Brian Eno has changed most people's conception of what an artist is - he has made people aware that an artist is the person with ideas and doesn't necessarily have to be the person to put them into practice. He's been a catalyst for something as Pop as U2 or as extremely avant-garde as Discreet Music (1975). Being an artist is more of a state of mind, technique comes later. I taught myself to write novels and if you read my books in order you will see me coming to terms with the form, experimenting with it.
There has been a boom in the formation of artists' bands in Britain recently, but depressingly, the majority have tended to be guitar rock bands - it seems that many artists just see music as a way to live out their rock fantasies.

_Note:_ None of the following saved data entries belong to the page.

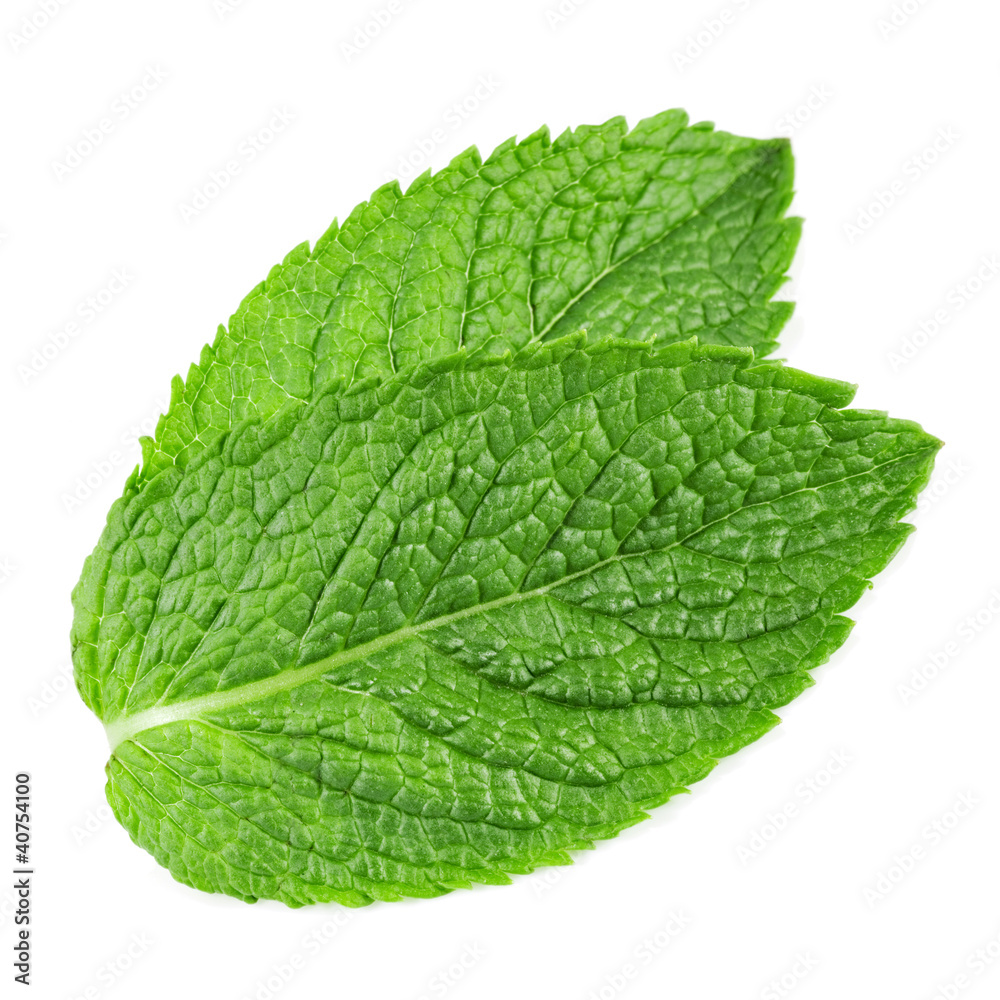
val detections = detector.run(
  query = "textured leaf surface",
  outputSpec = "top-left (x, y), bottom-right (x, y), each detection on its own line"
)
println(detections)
top-left (72, 340), bottom-right (938, 906)
top-left (139, 110), bottom-right (798, 487)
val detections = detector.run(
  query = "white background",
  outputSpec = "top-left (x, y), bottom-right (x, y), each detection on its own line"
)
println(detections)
top-left (3, 1), bottom-right (999, 998)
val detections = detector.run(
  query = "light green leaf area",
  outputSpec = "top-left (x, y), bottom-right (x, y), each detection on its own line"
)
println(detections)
top-left (139, 109), bottom-right (799, 487)
top-left (71, 339), bottom-right (939, 906)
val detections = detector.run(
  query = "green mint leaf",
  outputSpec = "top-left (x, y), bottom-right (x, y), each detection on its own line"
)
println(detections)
top-left (139, 110), bottom-right (798, 486)
top-left (72, 339), bottom-right (939, 906)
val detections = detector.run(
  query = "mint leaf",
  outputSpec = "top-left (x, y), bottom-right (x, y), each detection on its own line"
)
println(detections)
top-left (139, 110), bottom-right (798, 486)
top-left (72, 339), bottom-right (938, 906)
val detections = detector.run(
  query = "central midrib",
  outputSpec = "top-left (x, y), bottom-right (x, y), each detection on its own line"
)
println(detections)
top-left (102, 443), bottom-right (919, 752)
top-left (102, 552), bottom-right (625, 752)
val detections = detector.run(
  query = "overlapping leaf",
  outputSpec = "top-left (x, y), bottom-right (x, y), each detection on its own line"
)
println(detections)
top-left (72, 340), bottom-right (939, 906)
top-left (138, 110), bottom-right (798, 486)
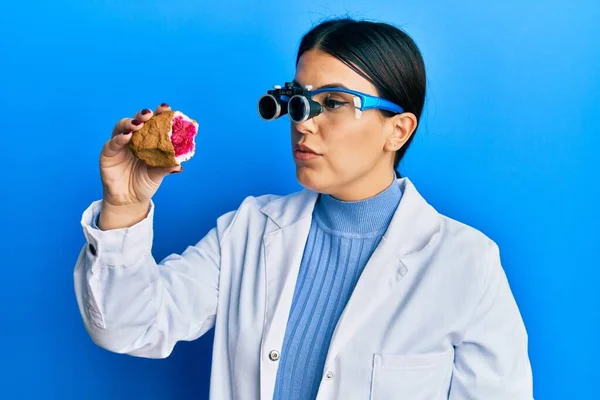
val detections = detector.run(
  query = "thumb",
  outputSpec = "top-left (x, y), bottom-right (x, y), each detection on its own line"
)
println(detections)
top-left (148, 165), bottom-right (183, 183)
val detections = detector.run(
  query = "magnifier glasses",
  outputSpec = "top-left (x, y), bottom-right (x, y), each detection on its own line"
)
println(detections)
top-left (258, 82), bottom-right (324, 123)
top-left (258, 81), bottom-right (404, 123)
top-left (258, 82), bottom-right (303, 121)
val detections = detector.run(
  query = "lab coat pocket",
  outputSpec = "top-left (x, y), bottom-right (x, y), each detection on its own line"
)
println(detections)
top-left (370, 348), bottom-right (454, 400)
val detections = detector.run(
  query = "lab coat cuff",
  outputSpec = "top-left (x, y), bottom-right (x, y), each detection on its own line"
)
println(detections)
top-left (80, 200), bottom-right (154, 267)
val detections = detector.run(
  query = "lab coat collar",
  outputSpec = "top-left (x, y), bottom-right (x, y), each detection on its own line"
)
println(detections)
top-left (259, 185), bottom-right (319, 229)
top-left (259, 177), bottom-right (440, 258)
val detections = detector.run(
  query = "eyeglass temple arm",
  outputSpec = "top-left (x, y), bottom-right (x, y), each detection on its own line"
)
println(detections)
top-left (361, 96), bottom-right (404, 113)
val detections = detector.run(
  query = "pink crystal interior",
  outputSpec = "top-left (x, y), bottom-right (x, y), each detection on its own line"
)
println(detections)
top-left (171, 116), bottom-right (197, 157)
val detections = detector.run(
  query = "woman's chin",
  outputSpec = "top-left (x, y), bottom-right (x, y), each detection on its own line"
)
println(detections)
top-left (296, 167), bottom-right (329, 193)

It doesn't have to be like that: I saw Autechre in Manchester recently, and after the support band finished with their lights and videos, a roadie came on - a traditional roadie with a pony tail and skinny jeans - and moved a wooden table onto the centre of the stage. On it was a mixing desk - a little grey box with knobs - and he put two wooden chairs behind it and then walked off. Autechre came on: two young men each carrying a laptop computer, which they plugged into the mixing desk, and started playing. All the lights went off, there were no videos, and all you could see were their two faces in the reflected blue light of the screens. They were mixing, pressing keys, looking at each other's screens, and it was a complete mystery to me what they were doing. Either they were creating an incredible sound on the spur of the moment, or they had just pressed a 'play' button and they were acting - both of which are interesting. To me that was a spectacle in a real sense. When you can do what Autechre do, with incredibly complex rhythms and beautiful overlaid melodies, what's the point of guitars any more? Why do you need clod-hopping rock drummers when you can programme the kind of fantastic drum tracks you get in dance music that extend right through space? The sophistication in the technology releases the spirit.
Jeff Noon is the author of four novels - Pollen (1993), Vurt (1995), Automated Alice (1996), Nymphomation (1997) - and Pixel Juice (1998), a collection of short stories. Needle in the Groove and Cobralingus will be published in 2000.